In the subjects eligible for this case-control study, DXA scans were not available. Scans were either not acquired or were performed many years prior to or after the CT exam. To address this, we measured a CT-based aBMD (g/cm2) of the L3 vertebrae via a semi-automated algorithm developed in our laboratory. In short, a custom program in Matlab (MathWorks, Natick, MA, USA) was created to contour the vertebral body, including posterior elements. Surfaces were identified in 3D and were then projected on a single plane. An anterior-posterior measurement of (PA) L3 aBMD was made using the average of BMD-calibrated attenuation values and known pixel size (Fig. 1a).

Fig. 1
figure 1

a Contoured CT image including posterior elements. b CT-based aBMD image from projection of CT surfaces. c Linear regression between measured Lunar L3 aBMD and CT-based aBMD. d Bland-Altman plot looking at Lunar aBMD and estimated CT-based aBMD

CT-based aBMD measurements were validated against direct DXA measurements in a separate cohort of 237 Framingham Heart Study participants (110 men and 127 women) who had PA lumbar spine aBMD measurements using a Lunar DPX-L (Lunar Corp, Madison, WI, USA) within 6 months of their corresponding CT scan. These subjects had no prevalent vertebral fractures in the lumbar spine, ranged in age from 44 to 81 years (mean 62.5 years) and had BMI between 17.5 and 36.9 (mean 27.3). The CT-based measurements of aBMD were strongly correlated with those from DXA (r2 = 0.84, p < 0.01, Fig. 1c). We used the resulting regression equation (Fig. 1c) to calibrate the values of the CT-based aBMD measurements to equal those from a Lunar DXA scanner. This was done to be able to evaluate the CT-based aBMD measurements on the same scale as clinically accepted Lunar aBMD osteoporosis thresholds for sensitivity analyses.
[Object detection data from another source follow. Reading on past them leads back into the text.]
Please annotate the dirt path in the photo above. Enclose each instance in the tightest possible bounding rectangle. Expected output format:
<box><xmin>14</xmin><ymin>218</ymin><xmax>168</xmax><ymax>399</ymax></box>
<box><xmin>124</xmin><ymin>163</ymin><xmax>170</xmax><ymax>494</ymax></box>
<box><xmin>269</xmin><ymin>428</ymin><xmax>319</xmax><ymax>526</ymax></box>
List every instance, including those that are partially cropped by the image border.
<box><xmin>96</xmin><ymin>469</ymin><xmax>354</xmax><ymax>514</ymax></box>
Bone strength and bone density thresholds for sensitivity testing

Sex-specific thresholds for “fragile bone strength” for the proximal femur and lumbar spine have been previously reported [17]. In particular for the lumbar spine, fragile bone strength thresholds were 4500 N for women and 6500 N for men. These vertebral strength threshold values were validated for fracture prediction using the average strength of the L1 and L2 vertebral levels and are meant to correspond to osteoporosis thresholds of trabecular vBMD [17]. As stated earlier, CT scans available for this study did not cover L1 and L2. Our measurements were performed on L3. To account for this, we scaled our L3 strength measures to an equivalent L1/L2 average through simple multiplication by a scale factor of 0.89 so that we could directly compare our measurements against the L1/L2 thresholds established previously [17]. This scale factor was determined from a small independent cohort of 22 women and 3 men, age 50 to 81 years, with L1, L2, and L3 measured.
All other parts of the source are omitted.